The cascade from CSO to volunteer involves all groups or divisions. Objectives can be set at all levels.
Setting volunteer objectives
Interdependent objectives can contribute to overall performance, providing a shared purpose and reason for progress. However, most CSOs work by having volunteers work in cooperative groups rather than highly integrated teams. Volunteers cooperate on personal and group objectives and achieve them together. Interdependent objectives are challenging to set up and manage, easily decimated by normal group processes in CSOs.
So, how do managers set objectives?
There are three challenges.
First, not all volunteer objectives will be achieved. Even if volunteers are competent and motivated, managers might expect only 70% of objectives to be met. Managers should set overlapping objectives to mitigate this risk, but conflicting objectives should be avoided.

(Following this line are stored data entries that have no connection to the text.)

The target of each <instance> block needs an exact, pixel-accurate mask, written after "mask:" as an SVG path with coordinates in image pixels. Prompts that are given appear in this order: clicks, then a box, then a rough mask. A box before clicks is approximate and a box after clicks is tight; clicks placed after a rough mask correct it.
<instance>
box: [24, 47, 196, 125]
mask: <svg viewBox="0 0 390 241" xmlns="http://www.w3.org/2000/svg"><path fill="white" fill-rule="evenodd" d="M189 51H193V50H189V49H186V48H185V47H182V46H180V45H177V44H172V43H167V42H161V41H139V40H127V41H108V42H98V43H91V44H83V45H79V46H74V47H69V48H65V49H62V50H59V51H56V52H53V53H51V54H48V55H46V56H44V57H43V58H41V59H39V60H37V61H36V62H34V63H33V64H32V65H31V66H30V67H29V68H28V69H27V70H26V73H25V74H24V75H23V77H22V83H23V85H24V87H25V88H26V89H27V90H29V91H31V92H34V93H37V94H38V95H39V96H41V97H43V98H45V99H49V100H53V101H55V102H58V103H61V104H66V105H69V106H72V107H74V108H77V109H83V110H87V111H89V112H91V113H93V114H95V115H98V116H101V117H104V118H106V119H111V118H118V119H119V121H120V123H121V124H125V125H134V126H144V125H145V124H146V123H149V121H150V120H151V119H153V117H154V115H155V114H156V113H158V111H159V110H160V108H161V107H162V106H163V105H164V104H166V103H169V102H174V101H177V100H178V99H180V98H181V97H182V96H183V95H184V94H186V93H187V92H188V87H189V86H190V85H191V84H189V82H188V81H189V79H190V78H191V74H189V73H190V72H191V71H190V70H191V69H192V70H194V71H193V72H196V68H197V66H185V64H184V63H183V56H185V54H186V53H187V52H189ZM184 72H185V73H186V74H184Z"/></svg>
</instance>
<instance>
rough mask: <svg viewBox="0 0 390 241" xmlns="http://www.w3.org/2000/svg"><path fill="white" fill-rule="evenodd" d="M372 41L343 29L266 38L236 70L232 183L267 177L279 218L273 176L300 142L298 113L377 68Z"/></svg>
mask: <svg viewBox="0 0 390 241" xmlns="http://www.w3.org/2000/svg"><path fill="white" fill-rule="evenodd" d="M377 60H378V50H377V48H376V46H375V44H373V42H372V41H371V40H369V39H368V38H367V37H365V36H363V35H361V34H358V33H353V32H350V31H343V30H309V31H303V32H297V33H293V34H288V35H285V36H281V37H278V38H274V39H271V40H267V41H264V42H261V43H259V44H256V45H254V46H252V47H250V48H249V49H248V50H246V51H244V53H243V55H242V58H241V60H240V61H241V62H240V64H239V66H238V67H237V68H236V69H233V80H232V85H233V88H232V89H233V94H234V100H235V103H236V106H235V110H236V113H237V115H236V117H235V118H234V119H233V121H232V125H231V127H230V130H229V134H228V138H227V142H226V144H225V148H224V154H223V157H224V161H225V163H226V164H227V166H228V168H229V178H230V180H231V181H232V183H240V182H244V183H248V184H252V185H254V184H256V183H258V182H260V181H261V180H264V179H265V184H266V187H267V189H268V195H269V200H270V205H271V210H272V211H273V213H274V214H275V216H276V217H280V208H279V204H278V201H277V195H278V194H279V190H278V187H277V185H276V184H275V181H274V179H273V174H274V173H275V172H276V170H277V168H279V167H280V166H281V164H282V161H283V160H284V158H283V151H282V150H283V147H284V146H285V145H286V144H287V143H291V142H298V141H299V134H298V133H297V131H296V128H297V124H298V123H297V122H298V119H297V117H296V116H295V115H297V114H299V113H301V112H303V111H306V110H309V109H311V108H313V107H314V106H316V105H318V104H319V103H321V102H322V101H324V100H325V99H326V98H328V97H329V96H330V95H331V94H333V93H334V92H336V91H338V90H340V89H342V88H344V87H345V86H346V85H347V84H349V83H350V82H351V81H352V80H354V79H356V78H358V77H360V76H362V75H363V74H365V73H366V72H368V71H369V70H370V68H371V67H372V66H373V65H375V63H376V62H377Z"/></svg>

If all objectives are achieved, the CSO will overachieve, but then no one will be unhappy about that!
Second, managers may set personal growth objectives that may not directly stem from the corporate picture. Only they know their local environment and local volunteer needs. They must have the freedom and power to act somewhat independently when it comes to development.

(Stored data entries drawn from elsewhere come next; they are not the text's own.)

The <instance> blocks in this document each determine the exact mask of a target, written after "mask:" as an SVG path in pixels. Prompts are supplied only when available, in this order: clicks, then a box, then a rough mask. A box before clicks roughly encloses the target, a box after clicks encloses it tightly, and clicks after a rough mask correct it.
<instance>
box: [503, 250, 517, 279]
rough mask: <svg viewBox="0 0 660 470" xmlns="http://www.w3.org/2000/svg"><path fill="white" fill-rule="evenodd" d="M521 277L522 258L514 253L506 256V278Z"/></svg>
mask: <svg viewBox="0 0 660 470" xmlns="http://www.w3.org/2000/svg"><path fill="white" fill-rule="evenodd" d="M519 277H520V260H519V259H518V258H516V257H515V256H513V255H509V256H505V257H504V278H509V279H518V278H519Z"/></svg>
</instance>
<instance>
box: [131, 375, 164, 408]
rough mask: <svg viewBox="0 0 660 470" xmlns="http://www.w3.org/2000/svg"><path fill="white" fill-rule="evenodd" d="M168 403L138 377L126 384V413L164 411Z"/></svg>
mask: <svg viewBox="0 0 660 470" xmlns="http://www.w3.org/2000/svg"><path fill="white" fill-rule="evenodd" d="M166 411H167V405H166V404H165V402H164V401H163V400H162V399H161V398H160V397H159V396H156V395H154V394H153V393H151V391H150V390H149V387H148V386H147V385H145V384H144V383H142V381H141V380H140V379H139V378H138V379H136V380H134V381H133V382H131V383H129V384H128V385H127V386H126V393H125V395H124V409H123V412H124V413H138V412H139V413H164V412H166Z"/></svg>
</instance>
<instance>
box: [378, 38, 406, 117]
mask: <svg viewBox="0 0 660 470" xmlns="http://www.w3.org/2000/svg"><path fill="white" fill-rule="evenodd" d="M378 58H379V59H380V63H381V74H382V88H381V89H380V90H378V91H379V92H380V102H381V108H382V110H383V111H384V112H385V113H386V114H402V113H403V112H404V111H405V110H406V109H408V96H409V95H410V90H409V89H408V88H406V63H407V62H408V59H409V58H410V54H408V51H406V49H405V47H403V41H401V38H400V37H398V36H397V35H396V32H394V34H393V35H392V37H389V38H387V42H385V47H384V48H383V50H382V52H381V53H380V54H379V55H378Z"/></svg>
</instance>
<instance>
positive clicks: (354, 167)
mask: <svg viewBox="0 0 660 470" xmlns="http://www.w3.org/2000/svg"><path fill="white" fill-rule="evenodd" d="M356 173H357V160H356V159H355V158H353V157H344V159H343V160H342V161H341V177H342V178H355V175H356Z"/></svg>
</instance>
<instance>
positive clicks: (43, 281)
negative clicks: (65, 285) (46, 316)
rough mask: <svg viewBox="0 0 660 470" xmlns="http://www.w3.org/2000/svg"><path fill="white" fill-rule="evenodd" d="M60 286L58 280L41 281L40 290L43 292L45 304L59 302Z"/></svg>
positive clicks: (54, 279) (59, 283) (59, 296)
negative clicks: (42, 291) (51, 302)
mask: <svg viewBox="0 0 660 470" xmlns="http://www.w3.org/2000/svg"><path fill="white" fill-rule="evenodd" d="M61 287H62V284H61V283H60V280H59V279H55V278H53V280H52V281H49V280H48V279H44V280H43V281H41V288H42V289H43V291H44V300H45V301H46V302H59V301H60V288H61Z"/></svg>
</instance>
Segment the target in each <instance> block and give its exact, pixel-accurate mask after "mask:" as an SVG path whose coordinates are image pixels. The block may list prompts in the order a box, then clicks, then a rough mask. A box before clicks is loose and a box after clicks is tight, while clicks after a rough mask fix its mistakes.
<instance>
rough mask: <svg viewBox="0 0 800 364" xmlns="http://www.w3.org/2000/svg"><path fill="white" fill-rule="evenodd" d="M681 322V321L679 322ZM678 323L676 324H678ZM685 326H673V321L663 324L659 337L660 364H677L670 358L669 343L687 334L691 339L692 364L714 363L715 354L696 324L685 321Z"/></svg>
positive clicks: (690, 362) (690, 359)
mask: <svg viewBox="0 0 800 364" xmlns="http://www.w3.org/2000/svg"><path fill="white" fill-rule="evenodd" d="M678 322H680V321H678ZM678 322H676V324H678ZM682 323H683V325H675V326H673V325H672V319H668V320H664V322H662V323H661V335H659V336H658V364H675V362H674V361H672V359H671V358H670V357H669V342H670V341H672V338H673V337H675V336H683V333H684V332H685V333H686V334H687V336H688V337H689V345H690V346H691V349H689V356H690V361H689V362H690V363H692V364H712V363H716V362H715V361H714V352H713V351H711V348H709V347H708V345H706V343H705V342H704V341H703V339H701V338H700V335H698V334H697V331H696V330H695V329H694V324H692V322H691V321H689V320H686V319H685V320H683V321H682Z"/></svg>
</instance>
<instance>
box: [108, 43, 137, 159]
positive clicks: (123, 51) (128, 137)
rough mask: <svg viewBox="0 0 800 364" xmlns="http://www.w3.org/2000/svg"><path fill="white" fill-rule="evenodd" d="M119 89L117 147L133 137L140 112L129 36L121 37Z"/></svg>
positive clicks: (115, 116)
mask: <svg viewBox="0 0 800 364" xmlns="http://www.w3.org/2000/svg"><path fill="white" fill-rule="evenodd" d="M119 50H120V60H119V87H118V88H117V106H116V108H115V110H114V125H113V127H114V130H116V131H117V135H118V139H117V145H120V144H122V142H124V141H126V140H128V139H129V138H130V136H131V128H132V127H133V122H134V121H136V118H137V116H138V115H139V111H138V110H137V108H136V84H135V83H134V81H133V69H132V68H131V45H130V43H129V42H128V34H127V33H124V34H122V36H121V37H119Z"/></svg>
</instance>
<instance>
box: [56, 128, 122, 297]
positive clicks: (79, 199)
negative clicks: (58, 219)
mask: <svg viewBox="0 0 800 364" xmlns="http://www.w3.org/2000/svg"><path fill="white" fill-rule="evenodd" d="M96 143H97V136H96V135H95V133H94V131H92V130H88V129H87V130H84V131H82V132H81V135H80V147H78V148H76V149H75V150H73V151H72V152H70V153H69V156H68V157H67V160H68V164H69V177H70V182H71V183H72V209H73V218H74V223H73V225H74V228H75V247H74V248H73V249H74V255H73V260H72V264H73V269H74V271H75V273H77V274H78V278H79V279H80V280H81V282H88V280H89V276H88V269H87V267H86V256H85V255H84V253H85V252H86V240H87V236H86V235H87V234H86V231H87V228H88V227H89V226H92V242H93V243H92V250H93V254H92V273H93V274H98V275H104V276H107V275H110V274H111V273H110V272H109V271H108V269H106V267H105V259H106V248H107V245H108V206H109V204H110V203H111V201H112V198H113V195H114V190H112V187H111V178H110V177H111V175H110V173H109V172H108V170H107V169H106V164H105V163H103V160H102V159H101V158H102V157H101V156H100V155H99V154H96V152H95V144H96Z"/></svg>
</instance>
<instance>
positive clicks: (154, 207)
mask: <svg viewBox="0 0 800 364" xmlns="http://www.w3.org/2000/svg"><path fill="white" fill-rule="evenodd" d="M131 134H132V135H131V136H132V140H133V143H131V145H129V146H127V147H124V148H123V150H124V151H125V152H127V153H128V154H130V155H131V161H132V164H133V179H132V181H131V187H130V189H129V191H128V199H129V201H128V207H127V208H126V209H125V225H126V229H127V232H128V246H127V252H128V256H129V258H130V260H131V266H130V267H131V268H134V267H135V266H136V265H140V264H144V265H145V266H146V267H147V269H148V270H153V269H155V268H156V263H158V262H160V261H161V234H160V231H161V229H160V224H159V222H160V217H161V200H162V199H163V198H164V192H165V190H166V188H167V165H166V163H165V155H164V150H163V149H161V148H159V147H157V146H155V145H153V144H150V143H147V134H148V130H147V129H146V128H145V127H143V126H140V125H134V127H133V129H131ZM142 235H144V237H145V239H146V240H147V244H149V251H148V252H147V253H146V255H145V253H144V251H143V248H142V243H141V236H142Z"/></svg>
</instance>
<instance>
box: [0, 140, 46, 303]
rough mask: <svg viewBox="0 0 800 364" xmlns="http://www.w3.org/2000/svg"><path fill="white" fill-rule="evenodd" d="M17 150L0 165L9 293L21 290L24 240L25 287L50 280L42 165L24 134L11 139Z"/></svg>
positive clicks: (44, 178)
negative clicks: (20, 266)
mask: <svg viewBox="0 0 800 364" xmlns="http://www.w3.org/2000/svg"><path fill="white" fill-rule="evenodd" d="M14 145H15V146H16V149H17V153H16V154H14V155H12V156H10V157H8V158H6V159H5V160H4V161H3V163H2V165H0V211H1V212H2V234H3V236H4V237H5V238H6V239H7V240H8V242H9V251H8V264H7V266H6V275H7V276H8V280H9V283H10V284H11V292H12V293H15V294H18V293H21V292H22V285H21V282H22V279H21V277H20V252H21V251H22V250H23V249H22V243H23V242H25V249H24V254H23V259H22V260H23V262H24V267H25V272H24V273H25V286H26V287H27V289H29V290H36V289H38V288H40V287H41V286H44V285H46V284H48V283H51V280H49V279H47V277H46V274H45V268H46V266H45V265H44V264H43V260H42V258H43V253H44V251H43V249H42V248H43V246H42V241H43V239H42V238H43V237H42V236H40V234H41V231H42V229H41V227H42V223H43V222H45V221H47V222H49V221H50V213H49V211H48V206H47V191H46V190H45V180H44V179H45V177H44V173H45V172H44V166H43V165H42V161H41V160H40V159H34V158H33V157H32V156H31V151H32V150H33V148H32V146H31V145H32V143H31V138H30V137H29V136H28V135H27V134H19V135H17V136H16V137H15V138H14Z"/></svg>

The corporate balanced scorecard can then be developed to create individual balanced scorecards for each volunteer. While the balanced scorecard structure may seem rigid, it should be used and adapted to local needs. It encourages everyone to develop balanced objectives, considering financial, process, beneficiary, and volunteer perspectives.
Third, and finally, managers should avoid very complex, specific objectives that focus narrowly on a few obvious results and exclude others with higher contributions. For example, an objective focusing on a specific result during a re-launch or re-structure might assume the form of the re-launch or re-structure is known. Instead, an objective focusing on setting out proposals might be more appropriate. Ultimately, managers and volunteers should agree on the most useful objectives.
And how's it done?
There’s a debate in organisational psychology about how objectives should be introduced to volunteers. Should each volunteer propose their own objectives based on their job needs, or should managers set them and ‘tell and sell’ them?
Self-set objectives may lead to commitment, but they require significant management overhead and may not be necessary for all volunteers. Asking volunteers to set their own objectives based on organisational needs is an extreme that may be misguided. Instead, volunteers and managers could collaborate to develop objectives based on a shared strategy.
But research suggests that manager-set objectives are more potent and align better with most managers. If the manager-volunteer relationship is sound, the volunteer will be happy to commit to objectives that meet the manager and CSO’s needs. However, exchange is two-way, and managers must reciprocate that gift of flexibility in due course.